Friday, September 22, 2017

Changing Seasons

The corn fields are brown and soy beans are yellow. Our son-in-law Brian is already harvesting, and that means Mary Ellen too is busier than ever trying to help out as she keeps working hard at her own job. I will worry knowing their sleep will be shorter than ever.

Everything seems to be changing during this season. At the first of the month, we learned that our granddaughter Tara and family are moving back to Illinois as she became pitching coach at Illinois State up at Normal. This will place their family closer to her husband Bryan's parents too, so I'm sure they are happy as we are. (And Bryan will be closer to his firm's headquarters.)
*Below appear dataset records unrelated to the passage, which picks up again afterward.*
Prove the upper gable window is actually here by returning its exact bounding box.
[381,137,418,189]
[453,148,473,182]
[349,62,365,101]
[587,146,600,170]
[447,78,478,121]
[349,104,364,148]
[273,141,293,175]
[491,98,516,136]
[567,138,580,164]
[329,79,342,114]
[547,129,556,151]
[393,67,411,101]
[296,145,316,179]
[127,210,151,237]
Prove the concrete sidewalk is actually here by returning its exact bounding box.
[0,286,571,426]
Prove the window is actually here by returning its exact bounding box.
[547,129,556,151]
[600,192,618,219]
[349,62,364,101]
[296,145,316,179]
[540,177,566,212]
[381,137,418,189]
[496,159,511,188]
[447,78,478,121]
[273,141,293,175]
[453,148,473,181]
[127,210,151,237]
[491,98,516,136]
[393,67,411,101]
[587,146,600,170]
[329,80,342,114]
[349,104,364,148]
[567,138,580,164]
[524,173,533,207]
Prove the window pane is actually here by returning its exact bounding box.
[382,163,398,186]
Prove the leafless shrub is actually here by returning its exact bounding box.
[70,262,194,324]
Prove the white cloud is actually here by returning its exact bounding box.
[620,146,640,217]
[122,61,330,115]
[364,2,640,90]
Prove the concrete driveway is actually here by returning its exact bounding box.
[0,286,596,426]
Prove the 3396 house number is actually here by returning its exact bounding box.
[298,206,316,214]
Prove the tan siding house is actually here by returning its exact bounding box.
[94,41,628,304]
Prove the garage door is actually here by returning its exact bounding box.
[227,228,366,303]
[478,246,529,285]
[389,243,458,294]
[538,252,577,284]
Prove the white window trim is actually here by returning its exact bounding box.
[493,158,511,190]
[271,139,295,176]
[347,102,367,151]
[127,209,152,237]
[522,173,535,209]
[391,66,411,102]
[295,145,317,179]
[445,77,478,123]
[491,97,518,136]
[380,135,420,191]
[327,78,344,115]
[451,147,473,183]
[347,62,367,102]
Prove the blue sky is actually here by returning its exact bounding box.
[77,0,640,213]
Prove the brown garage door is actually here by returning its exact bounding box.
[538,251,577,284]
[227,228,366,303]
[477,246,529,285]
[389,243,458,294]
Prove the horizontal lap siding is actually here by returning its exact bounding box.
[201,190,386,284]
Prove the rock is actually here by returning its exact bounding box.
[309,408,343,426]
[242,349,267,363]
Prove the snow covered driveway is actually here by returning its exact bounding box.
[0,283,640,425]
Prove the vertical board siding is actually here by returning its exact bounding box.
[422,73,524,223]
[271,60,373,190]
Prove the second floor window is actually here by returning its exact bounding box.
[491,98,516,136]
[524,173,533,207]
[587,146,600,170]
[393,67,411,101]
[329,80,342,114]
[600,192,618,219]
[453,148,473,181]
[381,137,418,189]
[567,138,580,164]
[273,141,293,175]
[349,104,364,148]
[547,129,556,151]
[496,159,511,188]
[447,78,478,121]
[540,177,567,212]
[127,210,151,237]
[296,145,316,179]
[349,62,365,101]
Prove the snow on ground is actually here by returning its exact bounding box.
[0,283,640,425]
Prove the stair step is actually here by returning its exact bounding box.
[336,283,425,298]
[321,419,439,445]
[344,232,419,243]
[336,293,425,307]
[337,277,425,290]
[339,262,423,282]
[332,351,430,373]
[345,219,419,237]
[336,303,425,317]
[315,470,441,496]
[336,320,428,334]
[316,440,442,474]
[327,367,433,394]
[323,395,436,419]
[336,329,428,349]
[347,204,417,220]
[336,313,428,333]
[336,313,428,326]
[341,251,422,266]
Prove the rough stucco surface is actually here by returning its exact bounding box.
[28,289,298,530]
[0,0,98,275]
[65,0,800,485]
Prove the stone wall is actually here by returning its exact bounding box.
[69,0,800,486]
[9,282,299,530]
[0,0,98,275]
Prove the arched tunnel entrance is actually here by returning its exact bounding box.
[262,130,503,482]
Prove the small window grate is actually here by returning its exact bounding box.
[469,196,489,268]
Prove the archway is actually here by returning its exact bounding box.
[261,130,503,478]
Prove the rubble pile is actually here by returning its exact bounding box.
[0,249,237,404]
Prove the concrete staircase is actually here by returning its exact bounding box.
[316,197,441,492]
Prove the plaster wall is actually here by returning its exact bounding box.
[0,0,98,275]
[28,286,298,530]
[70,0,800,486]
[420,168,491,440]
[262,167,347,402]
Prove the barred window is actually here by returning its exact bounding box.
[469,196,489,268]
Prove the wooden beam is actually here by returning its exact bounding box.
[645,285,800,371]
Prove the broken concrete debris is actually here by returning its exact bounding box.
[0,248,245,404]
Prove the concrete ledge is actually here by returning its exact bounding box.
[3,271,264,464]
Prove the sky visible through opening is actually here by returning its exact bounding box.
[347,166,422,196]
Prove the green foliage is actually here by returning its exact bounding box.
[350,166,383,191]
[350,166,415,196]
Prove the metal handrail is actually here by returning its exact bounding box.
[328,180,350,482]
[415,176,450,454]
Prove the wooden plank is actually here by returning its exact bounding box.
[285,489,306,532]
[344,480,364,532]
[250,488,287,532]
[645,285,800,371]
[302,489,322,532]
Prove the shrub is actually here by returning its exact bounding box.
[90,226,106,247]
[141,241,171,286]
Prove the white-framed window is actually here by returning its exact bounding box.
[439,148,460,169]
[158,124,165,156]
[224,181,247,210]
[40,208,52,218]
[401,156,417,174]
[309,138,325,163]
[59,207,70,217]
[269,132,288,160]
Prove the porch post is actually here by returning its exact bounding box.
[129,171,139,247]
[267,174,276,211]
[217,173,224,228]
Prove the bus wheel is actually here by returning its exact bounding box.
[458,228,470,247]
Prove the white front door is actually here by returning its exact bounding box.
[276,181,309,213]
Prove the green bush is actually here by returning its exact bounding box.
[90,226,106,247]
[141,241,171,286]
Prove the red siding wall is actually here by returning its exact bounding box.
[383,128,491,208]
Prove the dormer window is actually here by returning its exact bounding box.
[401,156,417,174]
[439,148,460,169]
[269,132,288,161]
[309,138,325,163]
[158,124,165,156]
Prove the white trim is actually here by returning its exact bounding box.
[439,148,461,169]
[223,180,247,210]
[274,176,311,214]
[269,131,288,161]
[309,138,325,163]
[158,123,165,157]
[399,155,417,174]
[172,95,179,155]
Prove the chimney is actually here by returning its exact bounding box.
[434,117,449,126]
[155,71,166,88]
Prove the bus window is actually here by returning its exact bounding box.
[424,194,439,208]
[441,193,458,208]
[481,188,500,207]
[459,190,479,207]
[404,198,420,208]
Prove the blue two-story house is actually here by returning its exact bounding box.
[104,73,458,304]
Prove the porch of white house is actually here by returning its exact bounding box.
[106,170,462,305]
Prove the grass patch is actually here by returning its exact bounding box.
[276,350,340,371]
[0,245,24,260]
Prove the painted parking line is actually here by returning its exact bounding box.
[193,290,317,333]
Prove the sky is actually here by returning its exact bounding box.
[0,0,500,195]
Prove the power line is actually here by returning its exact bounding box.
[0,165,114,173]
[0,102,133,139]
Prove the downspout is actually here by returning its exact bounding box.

For Gerry and Vickie, Tara's move wll take away the close geographic association with those three Archibald grandsons. That will be a tough adjustment, but it probably helps that they are overly busy themselves adjusting to changes of their own.

Our month started with Gerry and Vickie's quick visit over Labor Day weekend coming up for the surprise 80th birthday party for Vickie's mother. Gerry also needed to pick up some dogs he had bought in northern Illinois. Aidan and Payton both had baseball games, but since Maddux's fall soccer had not yet started, he was able to come with them. They drove all night to get here for a few hours sleep before the party. There was time, however, for Maddux and me to have a long grown-up conversation at the late breakfast table about their family's upcoming move. And besides getting to play with his Johnson family cousins, there was time for him to drive the Kubota and to play in the lime pile Gerald provides for the great grandsons' diggings. Since Nelly, the Boykin spaniel, was also with them, we enjoyed a couple of demonstrations of Nelly's enthusiastic expertise diving into the lake to swim and restrieve the ball she loved having Maddux throw out for her. Gerald went with Gerry to get the dogs upstate, and Vickie had the opportunity to visit again with her mother before another all-night drive back to College Station, where Gerry had to be on the softball field at A&M on Labor Day.

That Wednesday night Tara arrived after the long drive from Texas, and we had a brief visit before we all fell into bed. In her honor, I set my alarm to be sure I was up in time to make the morning smell good with cooked bacon for our breakfast before she left for the drive up to Illinois State's ball field and to start her search for housing for their family. The university was furnishing her a room until Bryan and the boys can join her this weekend.

We were still adjusting to that big family change when we got the word this week that Gerry had accepted a new job as hitting coach and recruiter down at Auburn University in Alabama. So he is in the process of moving dog stuff, trailers, and such to various destinations on the way down to Auburn after a quick visit with Vickie, Erin, and Caroline in Belton. Vickie will keep her plans to care for Caroline while Erin teaches, so I am sure this year will be filled with lots of trips between Belton and Auburn.

Our adult children are not the only ones who have been busy. Gerald continues bringing in garden produce, and he had his second cataract surgery last week. Mary Ellen wanted to be with us and drive us home, so we had a good visit and after-surgery breakfast with her at the neatest restaurant up at Thompsonville. It was good to hear how excited Brianna is with an observation class for young children learning to speak English. She will be student teaching next semester. Fortunately, Gerald's eye is healing faster than the first one, which gave us some concerns. (The optomist kept assuring him the eye was alright and that his meds may have caused the slowness.) He is down to two eyedrops a day again on this second recuperation.

However, during all this busyness with eye drops and garden produce, Gerald also had a big exciting project going. In order to get better Internet reception, he bought and assembled a 70-foot tower out by his shop. Roy Walker's crew came with a boom truck to set the tower up on the concrete pad. We sat and cheered as the machine took it skyward. Our neighbor Scott even came over to admire that event. For Gerald perhaps the best part of this project was visits with his friend Roy where they talked and talked about their youthful days in Wolf Lake down in Union County. Both their fathers were in Woodman of the World Insurance Fratenity, and they shared many memories and old photographs of long ago acquaintances.

Katherine was pleased this week to see the letter from Sam's summer intern supervisor that came to her house–a very long letter critiquing in detail his successful first teaching experience this summer in Austin. It will be forwarded to Sam, but I made her a copy. As a former teacher of inner-city kids, Katherine understood just how valuable his work had been. Sam's girl friend had also phoned her about starting her student teaching this semester, so Katherine gets to stay involved as these two young adults change from the teens that used to hang out at her house into professionals prepared to make the lives of young people better. As a third generation teacher myself, I am pleased to see yet another generation preparing for this important work.

So the season is changing, and our lives are also changing in many ways . And that is way it is supposed to be.